Lavelle is also a mother and began her teaching journey as a graduate student at a different university while she was pregnant.

“I taught until the day before I gave birth,” said Lavelle, “and that was kind of a weird situation because I told students I was like, ‘This is my last day, I’m going on maternity leave and I’m not going to be back on campus until the fall.’ I had students emailing me right after asking, ‘Are you going to be on campus?’ And I was just like, ‘No, I just gave birth!’”

Lavelle shared that wanting to start a family while pursuing a career in higher education is often looked down upon.

“There’s sort of this expectation, especially if you’re going up for tenure, that you have to be going to a lot of conferences and pushing out a lot of publications, and there’s a lot of pressure,” Lavelle said, “I mean I would literally have conversations with people who would say, ‘Why are you having kids before you go up for tenure?’ It was bizarre.”

Tenure is an indefinite academic appointment that can be terminated only under extraordinary circumstances, such as financial exigency or program discontinuation.
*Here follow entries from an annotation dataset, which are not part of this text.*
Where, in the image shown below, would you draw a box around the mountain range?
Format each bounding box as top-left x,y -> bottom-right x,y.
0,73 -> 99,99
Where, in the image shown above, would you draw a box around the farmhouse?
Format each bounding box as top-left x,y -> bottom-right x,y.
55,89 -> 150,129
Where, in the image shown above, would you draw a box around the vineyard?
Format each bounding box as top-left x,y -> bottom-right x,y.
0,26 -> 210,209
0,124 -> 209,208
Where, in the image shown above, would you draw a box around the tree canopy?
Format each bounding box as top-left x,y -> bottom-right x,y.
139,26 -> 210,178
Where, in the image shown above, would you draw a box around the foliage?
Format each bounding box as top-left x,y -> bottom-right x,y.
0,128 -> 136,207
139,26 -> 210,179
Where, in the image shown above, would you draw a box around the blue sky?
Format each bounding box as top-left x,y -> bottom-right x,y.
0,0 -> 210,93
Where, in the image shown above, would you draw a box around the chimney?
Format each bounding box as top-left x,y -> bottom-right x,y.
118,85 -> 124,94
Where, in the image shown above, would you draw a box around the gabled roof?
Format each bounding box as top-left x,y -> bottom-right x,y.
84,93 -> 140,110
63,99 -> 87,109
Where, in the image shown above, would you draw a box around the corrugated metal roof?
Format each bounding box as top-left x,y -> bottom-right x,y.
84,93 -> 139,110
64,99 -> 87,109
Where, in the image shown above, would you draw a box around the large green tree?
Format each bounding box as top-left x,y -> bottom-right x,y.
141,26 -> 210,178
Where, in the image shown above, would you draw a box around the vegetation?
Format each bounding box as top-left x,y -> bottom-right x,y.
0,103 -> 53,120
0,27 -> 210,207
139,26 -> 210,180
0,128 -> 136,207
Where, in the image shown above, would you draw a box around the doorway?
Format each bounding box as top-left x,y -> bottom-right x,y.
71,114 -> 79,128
According to the American Association of Professors, tenure promotes free inquiry and expression which are critical for student learning, along with academic freedom.

Furthermore, tenure provides professors with job security.

“I think there’s sort of this expectation that we people are supposed to wait, which seems ridiculous,” said Lavelle, “There’s sort of this idea that you should wait till you get tenure, which is not necessarily the best route.”

The communication studies professor said, “there is an unspoken assumption that you can’t parent and do research at the same time,” Lavelle explained this can cause women to be disproportionately considered compared to men for jobs in higher education.

Mary Leonard has been teaching in the Department of Theatre and Dance for over two decades.

She teaches courses such as THA 120: Acting for Non-Majors, THA 320: Acting II, and Improvisation. Leonard also directs two shows in the theatre department each academic year.

“I’ve actually been very grateful to have you know with the department I have. Leonard explained she has been grateful to work within her specific department. “It is unique, I think if you compare it to the work world outside of academia. I feel sometimes there’s too much pressure put on people, in terms of the tenure aspect, or if someone’s afraid to spout an opinion until their tenure. I feel that that’s really sad.”

Leonard said she is also fortunate to have, as she put it “equally strong and compassionate men” in her department.

“I’m extraordinarily lucky to work with the men in our department. [They] are very in tune with the women in the department and that could be a rare thing, I don’t know. We have a pretty good group of people that really get along and support each other.”

When it comes to struggles with work-life balance, Leonard says that they are all institutionally based and something that every woman deals with.

“Any pressure I felt was because I put that on myself,” said Leonard, “You try to do it all and you try to multitask, so I put on that feeling of falling short, and I did it for a while until a point in my life where I just gave myself permission to let go.”